Single by Plan B

from the album The Defamation of Strickland Banks
- Released: 2010
- Recorded: 2009 The Sanctuary, London
- Genre: Soul
- Length: 3:51
- Label: 679/Atlantic
- Songwriter: Ben Drew
- Producers: Ben Drew, David McEwan, Eric Appapoulay (add.)

Plan B singles chronology
| "The Recluse" (2010) | "Love Goes Down" (2010) | "Writing's on the Wall" (2011) |

= Love Goes Down =

"Love Goes Down" is the fifth single from British songwriter and rapper Plan B's second studio album, The Defamation of Strickland Banks. The single was released on 2010. HiveMag said of the song: "It’s delightfully soulful and gentle, especially in contrast with some of Plan B’s earlier records. It’s a nice wind-down song. It’s peaceful; it’s relaxing and perfect for this time of year. Yes it may be different and maybe we shouldn’t like it, but the vintage sounding, Motown-like track just seems to work. It’s different but I admire artists that experiment with their sound and adapt to new sounds."

==Music video==
The music video for "Love Goes Down" was directed by Daniel Wolfe. It features Strickland Banks performing the song on a television programme.

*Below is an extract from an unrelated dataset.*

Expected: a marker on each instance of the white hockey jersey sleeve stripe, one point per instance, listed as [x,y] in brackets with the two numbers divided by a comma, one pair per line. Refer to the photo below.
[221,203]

The video also uses clips of Banks' day-to-day life and ends with the television programme cutting the song before it finishes, leaving Banks furious as he knocks the microphone stand to the floor and walks off and is arrested by the police.

==Track listing==
- UK CD single
1. "Love Goes Down" - 3:51

- UK Promotional CD single
2. "Love Goes Down" (Doctor P Remix) – 5:08
3. "Love Goes Down" (Doctor P Dub) – 5:08
4. "Love Goes Down" (Doctor P Remix Edit) – 3:47
5. "Love Goes Down" (Danny Byrd Remix) – 4:42
6. "Love Goes Down" (Danny Byrd Instrumental) – 4:42
7. "Love Goes Down" (Danny Byrd Remix Edit) – 3:09

- Digital download - Remix
8. "Love Goes Down" (Doctor P Remix) – 5:08

- Digital download - Remix
9. "Love Goes Down" (Danny Byrd Remix) – 4:42

==Personnel==

- Plan B – vocals, producer

- Production
- David McEwan – producer
- Eric Appapoulay – additional producer
- Mark "Top" Rankin – engineer, mixing
- Harry Escott – string arrangements
- Sally Herbert – string arrangements
- Jason Yarde – brass arrangements

==Charts==

| Chart (2010–2011) | Peak position |
|---|---|
| German Youth Airplay Chart | 47 |
| UK Singles (OCC) | 62 |

==Certifications==

| Region | Certification | Certified units/sales |
| United Kingdom (BPI) | Silver | 200,000^{‡} |
^{‡} Sales+streaming figures based on certification alone.